Изменить размер шрифта - +
Можно прийти, сесть лицом к лицу и…

– Девушка, а давайте снимем маски?

– Зачем?

– Так познакомиться с вами хочу.

– А я с вами – нет.

– Это потому что вы меня без маски еще не видели! А вот я сниму и…

– Нет, спасибо. Боюсь заразиться.

– Что, ковидом?

– Нет, тупыми подкатами.

Вместо контактов обменялись факами.

Не смогла найти ее, пришлось занять столик у окна. Как в тупом ромкоме или романе Ремарка. Столик, кстати, последний – и почему вдруг никто не занял его раньше? Хотя нет, вот же – увидела на стуле напротив черную сумочку, потом молча кивнула сама себе, встала и решила постоять снаружи бара (холодно, но свежо) – как вдруг ей кладут ладонь на плечо.

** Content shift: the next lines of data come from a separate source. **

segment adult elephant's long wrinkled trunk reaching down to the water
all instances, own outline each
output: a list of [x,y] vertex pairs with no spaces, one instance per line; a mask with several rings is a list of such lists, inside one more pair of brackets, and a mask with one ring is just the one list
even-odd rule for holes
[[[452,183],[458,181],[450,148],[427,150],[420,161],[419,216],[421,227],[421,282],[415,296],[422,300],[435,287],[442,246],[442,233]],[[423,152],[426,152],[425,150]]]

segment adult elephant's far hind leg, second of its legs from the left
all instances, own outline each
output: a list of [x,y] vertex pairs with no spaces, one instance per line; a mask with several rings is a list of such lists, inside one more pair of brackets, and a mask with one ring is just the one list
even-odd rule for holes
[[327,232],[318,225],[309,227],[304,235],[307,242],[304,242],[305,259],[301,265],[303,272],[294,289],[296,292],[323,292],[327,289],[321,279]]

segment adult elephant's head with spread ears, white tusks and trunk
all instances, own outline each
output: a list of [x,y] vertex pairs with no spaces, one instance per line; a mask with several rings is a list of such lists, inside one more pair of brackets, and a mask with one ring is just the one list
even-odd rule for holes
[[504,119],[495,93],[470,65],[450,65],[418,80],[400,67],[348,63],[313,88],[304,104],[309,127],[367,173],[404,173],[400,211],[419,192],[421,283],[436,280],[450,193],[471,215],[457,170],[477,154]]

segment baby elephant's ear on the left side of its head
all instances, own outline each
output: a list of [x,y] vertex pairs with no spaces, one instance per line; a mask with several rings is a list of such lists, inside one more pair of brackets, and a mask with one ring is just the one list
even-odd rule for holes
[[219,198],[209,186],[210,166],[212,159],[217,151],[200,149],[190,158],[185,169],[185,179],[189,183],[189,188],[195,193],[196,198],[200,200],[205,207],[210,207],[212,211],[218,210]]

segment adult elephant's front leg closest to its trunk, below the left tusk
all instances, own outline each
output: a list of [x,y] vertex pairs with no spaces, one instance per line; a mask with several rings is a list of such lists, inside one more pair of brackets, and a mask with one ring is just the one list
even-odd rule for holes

– Парень, я же сказала, – огрызается было Ксюша и хочет уже сбросить непрошеную руку, но замечает кольцо с тремя зелеными камушками на среднем пальце, и смуглую кожу рук, и белый пушок на тыльной стороне ладони.

– Я сначала не узнала тебя без маски.

– А я тебя вообще не увидела, – удивляется Ксюша. – Где ты была?

На ней светло коричневый тренч и черная водолазка. Волосы забраны в конский хвост. Ничуть не изменилась с тех пор, как – да, с последнего зума, конечно, с чего бы ей меняться? А духи? Духи те же, что и до ковида – «деметровое» яблоко и снег, свежо и чуть кисло, но почему то притягательно кисло. Как в капкане: ты знаешь, что туда заходить не надо, но все равно идешь, потому что не можешь. Как там этот аромат назывался, «Каренина»?

– Ну рассказывай. – Улыбается и кладет ладонь на Ксюшины пальцы. Ксюша отдергивает: скорее рефлекторно, чем сознательно, и сначала чувствует вину, но потом думает, что сделала правильно, – у них всегда была проблема с границами, и лучше Рубикон обозначить сразу.

Их танец обмена репликами, словно в пьесе спившегося современного драматурга, репликами, которые всегда неизменно скрывали что то такое важное, что теребить как раз из за его важности не хотелось, но это как с подарками на Новый год: тебе запрещают трогать завернутый в муар подарок, но он слишком приятный на ощупь, чтобы не потереть пару раз и не проделать трещинку, которая потом ширится и ширится, и вот ты уже не понимаешь, почему бы тебе подарок вовсе и не развернуть и не посмотреть, что там.

Но они пока выходят из комнаты с подарками и выключают свет. Все как обычно каждый месяц: она жалуется на персонал, менеджмент которым затормозил на карантине, а Ксюша рассказывает о редакционных проблемах и болезни N. Их роли расписаны, как в ситкоме, и иногда Ксюше кажется, что ее прикрепили к полу невидимой пружинкой или шарниром и она только и повторяет, повторяет, повторяет все то, что записано на маленькой машинке в ее голове. Все для того, чтобы другая машинка, в глубине ее живота, не проснулась.

– А что с N.?

– А что с ним? Карантин.

– О.

И Ксюша рассказывает о том, как приходится дважды перемывать посуду или договариваться о раздельном завтраке, обеде, ужине; и как она боится прикоснуться к нему ночью, хотя прекрасно понимает, что, если бы могла заразиться, – уже заразилась бы. О маме, которой возит лекарства в Подмосковье, как возила и во время всеобщего локдауна, когда всем было наплевать на пропуска.

Час за часом. Пьют, говорят. Ксюша развертывает контурную карту жизни, чтобы она могла достать фломастеры и покрасить то, что покажется ей наиболее интересным.

– Как можно брать интервью у наркоманов?

– Да представь себе, можно. Обычные люди.

– А если он соврет чего нибудь?

– Это тебе обычно врут на интервью, у меня работа другая.

У нее красные, чуть влажные губы. Но это не от помады, всегда были такие. Красные и влажные.